Что случилось? Обиделась? Испугалась? Застеснялась? Тут запоздало осенило: ну как можно было так оплошать! Чего, нельзя было три цветка сорвать?! По два цветка только на могилки кладут!
Тогда поцелуй при чем? Это что же, на прощание?!
Так он мучился невесть сколько, опомнился, лишь глянув на небо – мать честная, это сколько ж времени? Почти стемнело. Что ж, пора идти, завтра на работу. Парень побрел восвояси, едва волоча ноги… снова один-одинешенек! Шевелилось и беспокойство: в такое время, когда темнело, он никогда ее одну по парку не отпускал, всегда провожал.
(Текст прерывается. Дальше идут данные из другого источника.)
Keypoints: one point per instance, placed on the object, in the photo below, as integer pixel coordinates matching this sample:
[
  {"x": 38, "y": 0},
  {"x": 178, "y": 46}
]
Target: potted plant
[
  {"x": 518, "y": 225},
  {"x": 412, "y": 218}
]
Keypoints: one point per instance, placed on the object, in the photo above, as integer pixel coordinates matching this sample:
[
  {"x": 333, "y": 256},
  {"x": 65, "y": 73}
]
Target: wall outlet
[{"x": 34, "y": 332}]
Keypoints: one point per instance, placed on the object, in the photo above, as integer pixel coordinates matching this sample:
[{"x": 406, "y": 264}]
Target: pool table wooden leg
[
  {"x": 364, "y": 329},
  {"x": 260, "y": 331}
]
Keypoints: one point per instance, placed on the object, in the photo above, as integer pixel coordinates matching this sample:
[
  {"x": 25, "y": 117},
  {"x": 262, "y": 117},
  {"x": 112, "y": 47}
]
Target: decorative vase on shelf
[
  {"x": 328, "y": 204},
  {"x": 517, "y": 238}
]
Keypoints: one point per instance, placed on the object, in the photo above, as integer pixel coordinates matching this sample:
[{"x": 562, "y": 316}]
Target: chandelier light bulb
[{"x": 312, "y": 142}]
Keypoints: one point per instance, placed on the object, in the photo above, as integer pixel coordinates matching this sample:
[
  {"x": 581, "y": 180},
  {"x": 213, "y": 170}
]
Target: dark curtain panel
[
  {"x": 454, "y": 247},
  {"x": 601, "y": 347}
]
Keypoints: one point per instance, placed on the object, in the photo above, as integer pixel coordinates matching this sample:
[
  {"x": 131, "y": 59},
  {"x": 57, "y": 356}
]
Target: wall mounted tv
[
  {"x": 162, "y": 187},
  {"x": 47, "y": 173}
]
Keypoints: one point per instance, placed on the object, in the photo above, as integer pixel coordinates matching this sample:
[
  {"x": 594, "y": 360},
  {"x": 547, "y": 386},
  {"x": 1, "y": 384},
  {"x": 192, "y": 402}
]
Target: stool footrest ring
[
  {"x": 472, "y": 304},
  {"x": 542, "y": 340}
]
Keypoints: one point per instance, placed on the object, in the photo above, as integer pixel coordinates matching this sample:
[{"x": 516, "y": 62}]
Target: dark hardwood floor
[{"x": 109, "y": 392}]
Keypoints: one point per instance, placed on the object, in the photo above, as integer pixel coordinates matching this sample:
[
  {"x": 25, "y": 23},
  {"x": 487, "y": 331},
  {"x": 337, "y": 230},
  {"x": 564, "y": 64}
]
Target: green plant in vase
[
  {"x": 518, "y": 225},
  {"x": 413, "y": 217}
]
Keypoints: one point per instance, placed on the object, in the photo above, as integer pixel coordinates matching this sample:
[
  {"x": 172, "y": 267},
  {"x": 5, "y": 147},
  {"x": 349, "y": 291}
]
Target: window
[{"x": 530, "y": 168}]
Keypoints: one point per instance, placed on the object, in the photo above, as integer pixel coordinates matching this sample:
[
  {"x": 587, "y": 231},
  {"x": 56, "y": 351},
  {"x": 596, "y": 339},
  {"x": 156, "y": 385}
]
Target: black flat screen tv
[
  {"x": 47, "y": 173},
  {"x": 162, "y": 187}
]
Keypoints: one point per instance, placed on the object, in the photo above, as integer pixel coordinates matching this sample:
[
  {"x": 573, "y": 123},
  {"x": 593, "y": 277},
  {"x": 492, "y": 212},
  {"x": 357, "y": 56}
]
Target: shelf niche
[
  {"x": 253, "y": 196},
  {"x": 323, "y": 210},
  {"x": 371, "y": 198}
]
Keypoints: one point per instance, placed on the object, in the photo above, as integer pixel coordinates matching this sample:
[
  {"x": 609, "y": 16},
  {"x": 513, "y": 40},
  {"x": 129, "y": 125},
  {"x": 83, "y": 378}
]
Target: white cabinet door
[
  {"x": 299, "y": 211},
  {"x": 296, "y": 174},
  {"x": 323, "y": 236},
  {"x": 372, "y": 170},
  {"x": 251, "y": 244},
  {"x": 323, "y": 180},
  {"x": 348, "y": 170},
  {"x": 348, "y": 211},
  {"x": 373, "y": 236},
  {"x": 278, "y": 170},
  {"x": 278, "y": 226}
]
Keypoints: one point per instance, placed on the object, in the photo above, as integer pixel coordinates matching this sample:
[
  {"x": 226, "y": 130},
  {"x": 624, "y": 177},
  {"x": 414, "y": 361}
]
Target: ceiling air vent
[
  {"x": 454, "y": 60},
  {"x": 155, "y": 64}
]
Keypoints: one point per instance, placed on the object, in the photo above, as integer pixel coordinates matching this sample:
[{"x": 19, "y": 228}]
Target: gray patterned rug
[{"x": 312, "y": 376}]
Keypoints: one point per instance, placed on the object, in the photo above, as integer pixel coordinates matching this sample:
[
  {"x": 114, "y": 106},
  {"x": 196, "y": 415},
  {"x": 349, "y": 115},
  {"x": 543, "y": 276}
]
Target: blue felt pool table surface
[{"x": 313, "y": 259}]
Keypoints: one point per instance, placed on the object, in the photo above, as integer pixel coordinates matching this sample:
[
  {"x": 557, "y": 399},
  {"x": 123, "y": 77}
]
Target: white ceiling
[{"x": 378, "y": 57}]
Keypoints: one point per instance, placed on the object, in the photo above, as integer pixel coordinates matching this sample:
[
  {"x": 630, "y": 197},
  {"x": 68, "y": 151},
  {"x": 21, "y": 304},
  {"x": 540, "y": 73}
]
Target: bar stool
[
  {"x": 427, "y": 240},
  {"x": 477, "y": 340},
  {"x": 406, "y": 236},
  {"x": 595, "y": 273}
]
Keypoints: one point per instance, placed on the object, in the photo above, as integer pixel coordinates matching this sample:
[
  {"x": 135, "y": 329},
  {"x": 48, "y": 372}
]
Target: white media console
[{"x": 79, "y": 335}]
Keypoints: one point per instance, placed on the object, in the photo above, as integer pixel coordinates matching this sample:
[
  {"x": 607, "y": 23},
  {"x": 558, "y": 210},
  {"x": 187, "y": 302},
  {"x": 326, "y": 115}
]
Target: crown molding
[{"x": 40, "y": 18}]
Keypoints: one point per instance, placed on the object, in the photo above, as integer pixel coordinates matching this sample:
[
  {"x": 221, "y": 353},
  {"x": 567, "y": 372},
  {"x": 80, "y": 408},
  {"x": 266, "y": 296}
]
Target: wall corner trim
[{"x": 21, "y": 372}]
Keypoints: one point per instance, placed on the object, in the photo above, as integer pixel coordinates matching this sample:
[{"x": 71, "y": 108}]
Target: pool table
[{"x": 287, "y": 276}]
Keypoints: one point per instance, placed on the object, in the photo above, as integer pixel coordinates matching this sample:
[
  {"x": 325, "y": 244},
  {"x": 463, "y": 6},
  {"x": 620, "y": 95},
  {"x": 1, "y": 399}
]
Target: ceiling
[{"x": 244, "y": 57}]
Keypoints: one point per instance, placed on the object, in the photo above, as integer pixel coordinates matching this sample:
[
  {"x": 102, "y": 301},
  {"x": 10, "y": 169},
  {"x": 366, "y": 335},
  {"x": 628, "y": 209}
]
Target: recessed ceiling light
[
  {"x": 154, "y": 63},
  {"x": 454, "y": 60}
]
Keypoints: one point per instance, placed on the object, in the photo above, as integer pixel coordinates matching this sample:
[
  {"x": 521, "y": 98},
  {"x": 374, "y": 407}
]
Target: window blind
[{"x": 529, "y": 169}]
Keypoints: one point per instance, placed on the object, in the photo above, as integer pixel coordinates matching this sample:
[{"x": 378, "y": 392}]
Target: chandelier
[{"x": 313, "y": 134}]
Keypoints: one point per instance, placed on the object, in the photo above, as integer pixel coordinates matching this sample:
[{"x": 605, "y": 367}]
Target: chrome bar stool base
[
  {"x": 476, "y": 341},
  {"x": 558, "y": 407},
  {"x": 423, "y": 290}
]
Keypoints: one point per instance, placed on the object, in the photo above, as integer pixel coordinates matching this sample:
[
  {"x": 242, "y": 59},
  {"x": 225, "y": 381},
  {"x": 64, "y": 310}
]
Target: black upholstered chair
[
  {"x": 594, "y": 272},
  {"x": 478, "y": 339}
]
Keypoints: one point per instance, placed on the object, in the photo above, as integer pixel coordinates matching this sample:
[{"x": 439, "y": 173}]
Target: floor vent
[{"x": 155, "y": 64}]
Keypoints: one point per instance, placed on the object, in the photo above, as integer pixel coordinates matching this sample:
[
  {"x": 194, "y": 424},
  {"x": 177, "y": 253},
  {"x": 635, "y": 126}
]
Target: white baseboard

Причем не по кратчайшему пути – просто перевалить через железнодорожные пути, и там рукой подать до первых жилых домов. Обычно они, не торопясь, присаживаясь на встречающиеся скамейки, обходили по дуге Чертов пруд, оставляли его по левую руку, следовали по уединенной части парка, по едва заметной тропинке. По пути встречались еще два безымянных пруда, которые летом сильно мелели, превращались в болота. Очень хороша на них была одолень-трава, или, как ее тут называли, – кувшинки.
Потом постепенно тропинка расширялась, вливалась ручейком в более оживленные дорожки, они выходили на просеки – и так до проезжей улицы. Вот там-то Любушка переходила через мост над железнодорожными путями, поворачивалась, чтобы помахать ладошкой, и убегала.